Tel était le programme que, à la veille de quitter ce monde, dont sa jeunesse avait rêvé la transfiguration, le saint-simonien vieilli osait tracer au nouveau pontife. Il sentait que, pour une pareille œuvre, il fallait autre chose que la propagande de philanthropes enrichis, ou l’agitation de sociétés humanitaires. Par sa bouche, la petite église saint-simonienne, revenue de l’orgueilleuse ambition de fonder un nouveau pouvoir spirituel, abdiquait devant ce pontificat romain, dont le siècle avait cru le rôle à jamais fini. Ce n’était pas seulement, comme le reconnaissait Isaac Pereire, que « le catholicisme est la seule église organisée assez fortement pour exercer une grande action sociale ; » c’est, affirmait-il, qu’elle seule était capable de ce noble apostolat [2]. Et en suppliant le pape Léon XIII de faire prêcher la moderne croisade contre la misère, le vieux juif lui montrait la papauté a replacée au sommet de la pyramide humaine, reprenant son antique prestige et faisant triompher, contre l’individualisme protestant, le principe vraiment chrétien de la solidarité universelle. »

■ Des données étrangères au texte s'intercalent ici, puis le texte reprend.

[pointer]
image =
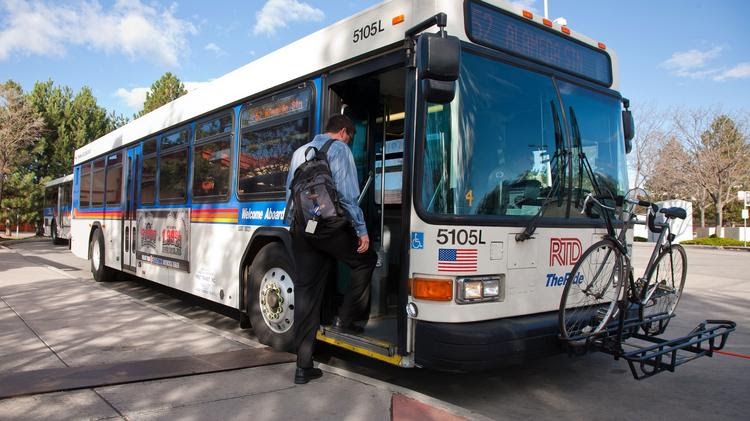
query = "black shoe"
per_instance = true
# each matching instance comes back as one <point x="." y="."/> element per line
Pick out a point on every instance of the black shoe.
<point x="304" y="375"/>
<point x="350" y="328"/>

Ce que sentaient si vivement des étrangers au Christ, il était malaisé que des catholiques n’en eussent pas le sentiment. Aussi bien, sous l’immobilité apparente de la surface, y avait-il, depuis longtemps, au fond de l’Eglise, un courant démocratique. Ici

  1. Isaac Pereire, la Question religieuse ; Paris, Motteroz, 1878, passim.
  2. « Pour accomplir cette œuvre de paix et d’harmonie, à côté ou plutôt au-dessus des législateurs, des savans, des industriels, il faut des apôtres, des missionnaire » prêts à se dévouer pour le salut de l’humanité, des prédicateurs du droit et de la justice, assez indépendans pour dire à tous la vérité, et où en trouver en dehors de l’Église ? — Il faut que l’Église reprenne, dans des conditions nouvelles, le grand enseignement moral par lequel, il y a quinze siècles, elle a transformé le paganisme romain et civilisé les barbares. » Isaac PEREIRE, ibidem.— Je retrouve, quinze ans plus tôt, des idées analogues chez un autre ancien saint-simonien, également d’origine Israélite, M. Gustave d’Eichthal : les Évangiles, Hachette, 1863 ; préface, p. XXXVI-XL.